Notwithstanding the substantial advances in delineating the DDR-immune axis, critical gaps remain in mechanistic clarity and translational validation. First, the causal temporality between DDR defects and immune activation is still unclear. A study has shown that loss-of-function mutations of TREX1, an endoplasmic reticulum-associated exonuclease, can trigger uncontrolled cGAS-STING activation, which is associated with autoinflammatory diseases, including SLE (216). However, loss-of-function mutations in TREX1 are clearly pathogenic in monogenic diseases such as Aicardi-Goutières Syndrome, but their contribution to complex autoimmune diseases such as SLE still requires more population genetic studies. Second, the role of the cGAS-STING pathway in autoimmunity is contradictory and appears to be dual (152). On one hand, overactivation of this pathway is closely related to type I interferon-driven autoimmunity. On the other hand, animal models suggest that a simple genetic defect (such as TREX1 deficiency) may be insufficient to induce full tissue inflammation, often requiring an environmental 'second hit', indicating that its pathogenicity may be conditional rather than absolutely causative (217). Third, there is currently a lack of clinically validated, standardized DDR-derived biomarkers that can be used for disease stratification or efficacy prediction. Although DDR-related autoantibodies (such as anti-PARP zinc finger domain antibodies) are common in SLE and SS (39,218), biomarkers such as specific damage features of cfDNA, including oxidative modifications, have not yet been prospectively validated as reliable predictive tools, partly due to the lack of standardized detection methods.

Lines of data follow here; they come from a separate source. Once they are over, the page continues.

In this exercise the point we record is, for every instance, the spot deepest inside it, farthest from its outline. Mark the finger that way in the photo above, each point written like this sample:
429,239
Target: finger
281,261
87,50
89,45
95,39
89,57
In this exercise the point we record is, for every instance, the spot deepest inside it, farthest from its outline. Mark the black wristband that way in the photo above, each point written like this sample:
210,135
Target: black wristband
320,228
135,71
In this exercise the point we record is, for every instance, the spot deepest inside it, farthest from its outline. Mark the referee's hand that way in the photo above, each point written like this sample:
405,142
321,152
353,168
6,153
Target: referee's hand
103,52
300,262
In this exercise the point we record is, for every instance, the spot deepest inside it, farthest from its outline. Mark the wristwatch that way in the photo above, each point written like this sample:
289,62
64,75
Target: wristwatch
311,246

A prioritized research agenda should address these gaps. Preclinically, using conditional knockout models of specific cells such as synovial cells, the cell-specific role of TREX1-cGAS crosstalk in RA and other diseases was precisely validated (219). In human cohorts, research suggests that specific forms of cfDNA, such as oxidatively modified DNA, may be associated with disease activity (220), providing a basis for its use as a biomarker for monitoring disease activity. A preclinical study suggests that PARP inhibitors may exert therapeutic effects through anti-inflammatory mechanisms, but their inhibitory effects on DNA repair could pose long-term genomic risks (221). Therefore, exploring dosing regimens that can distinguish between their anti-inflammatory effects and genotoxic effects (such as low-dose or intermittent administration) is a key direction for future research.